Luego regresamos a la sala, junto al
fuego. Me hubiera encantado quedarme en ese rinconcito donde muchas veces había
trabajado aquel Márquez, pero ya era bastante el frio como para permanecer más
tiempo en ese cuchitril.
Victoria Ocampo me confesó que el hombre
del retrato era su esposo, y mientras desempolvaba un folder de documentos, me
confesó que éste era prueba única de su soledad. El hombre le habría sido
infiel.
Además, sospechaba de una supuesta muerte,
tan fingida como para borrarse de su presencia y huir con su amante. ¿Quién
quería separarse de una mujer tan bella? En frente de esa fogata pude ver la
figura angelical de la señora Márquez, tan dulce, tan perfecta, tan toda hecha.
Cierto o no, quedé asombrado por toda
aquella historia que oí aquella noche. Había sido una mañana de invierno en que
sonó el teléfono y le comunicaron que había muerto el esposo y que en dos horas
lo enterrarían. Esta noticia casi le había provocado un infarto. Estaba a dos
días de viaje y aunque quisiera no podría llegar a tiempo. Prefirió no ir, pero
cuando lo pensó mejor, horas después, alistó su maleta y se marchó. Al llegar
allí, se encontró solamente con la tumba, con la cruz y con el nombre de su
esposo escrito en una extraña roca. Al principio parecía inapelable su muerte,
luego empezó a dudar por unas cartas que encontró en uno de los sacos del
Márquez, en ella una tal Áliz-Masad, quien habría sido la última amante, le
decía tener a la hija enferma. «Solo la muerte y el abandono de lo que fue
puede unir nuestro amor desmedido», le decía. Entre otras cosas, todo parecía
indicar que su esposo no estaba muerto.
Aquella noche pudimos comprender
evidentemente sobre la desaparición premeditada de aquel hombre indigno. Una
desaparición repentina y acaso provocada. Una leve lágrima cayó de sus ojos
atentos, mientras me acercaba para consolarla. Sus largos cabellos y su
exuberante perfume pronto se mecían largamente en mi pecho, desnudos, de calor
y frio, de dolor y felicidad. Caímos agotados y bien dormidos al maravilloso
borde de aquella fogata moribunda, como si la noche fuera la única que teníamos
para vengarnos o para machacar lo que habían tejido nuestros ojos.

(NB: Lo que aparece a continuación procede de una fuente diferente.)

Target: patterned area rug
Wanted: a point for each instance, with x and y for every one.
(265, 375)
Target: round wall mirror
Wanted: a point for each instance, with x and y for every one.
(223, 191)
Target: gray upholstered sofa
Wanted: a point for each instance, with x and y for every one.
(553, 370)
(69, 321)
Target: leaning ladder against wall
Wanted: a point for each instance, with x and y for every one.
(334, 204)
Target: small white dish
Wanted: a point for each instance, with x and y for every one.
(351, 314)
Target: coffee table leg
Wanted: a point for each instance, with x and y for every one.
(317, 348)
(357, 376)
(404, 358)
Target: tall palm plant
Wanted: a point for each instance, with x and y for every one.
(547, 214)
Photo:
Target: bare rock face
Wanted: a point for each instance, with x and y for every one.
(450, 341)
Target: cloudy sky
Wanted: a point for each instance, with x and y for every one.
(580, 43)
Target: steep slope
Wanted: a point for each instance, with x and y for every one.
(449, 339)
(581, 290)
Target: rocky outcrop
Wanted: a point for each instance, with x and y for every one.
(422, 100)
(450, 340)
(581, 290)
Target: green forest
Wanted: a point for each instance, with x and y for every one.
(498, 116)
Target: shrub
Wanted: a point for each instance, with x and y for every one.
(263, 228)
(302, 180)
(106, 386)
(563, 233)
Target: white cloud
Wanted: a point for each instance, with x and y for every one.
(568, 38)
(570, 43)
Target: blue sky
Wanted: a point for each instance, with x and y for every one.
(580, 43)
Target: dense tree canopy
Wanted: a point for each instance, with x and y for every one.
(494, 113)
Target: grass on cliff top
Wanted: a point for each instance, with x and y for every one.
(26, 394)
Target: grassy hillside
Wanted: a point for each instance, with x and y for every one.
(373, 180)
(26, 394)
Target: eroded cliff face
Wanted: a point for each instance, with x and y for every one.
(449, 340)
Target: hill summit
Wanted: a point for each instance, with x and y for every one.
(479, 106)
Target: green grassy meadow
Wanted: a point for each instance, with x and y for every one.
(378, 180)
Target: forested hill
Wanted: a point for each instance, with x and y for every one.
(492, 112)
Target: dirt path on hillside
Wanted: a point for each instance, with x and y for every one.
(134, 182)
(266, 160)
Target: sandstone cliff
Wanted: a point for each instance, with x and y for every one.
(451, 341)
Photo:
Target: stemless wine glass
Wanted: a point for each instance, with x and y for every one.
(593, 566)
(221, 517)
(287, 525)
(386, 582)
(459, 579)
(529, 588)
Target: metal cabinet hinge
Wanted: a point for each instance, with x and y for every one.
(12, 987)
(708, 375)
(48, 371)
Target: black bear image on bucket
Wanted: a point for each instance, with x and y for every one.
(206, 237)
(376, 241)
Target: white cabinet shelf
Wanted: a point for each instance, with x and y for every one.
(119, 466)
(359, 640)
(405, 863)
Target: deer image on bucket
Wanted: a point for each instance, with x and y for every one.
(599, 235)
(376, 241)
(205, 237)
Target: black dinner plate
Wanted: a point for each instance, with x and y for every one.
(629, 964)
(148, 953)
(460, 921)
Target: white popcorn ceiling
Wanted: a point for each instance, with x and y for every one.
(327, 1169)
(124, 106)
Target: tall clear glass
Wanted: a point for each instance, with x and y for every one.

No quiero decir que yo fuera un afortunado
por llegar a ella o es ella quien planificó nuestro encuentro.
En Jaruma todo el mundo conocía a Victoria
y ella a mí, a través de un primer libro ontológico que ella había adquirido en
una de las ferias del libro. Y ahora, en este instante, en que ella duerme
tiernamente junto a mí, puedo comprender quién planeo este encuentro y todos
los que han venido y vendrán. La vida, vista en un pedazo de instante, cuando
está cargada de dicha, no tiene importancia el resto.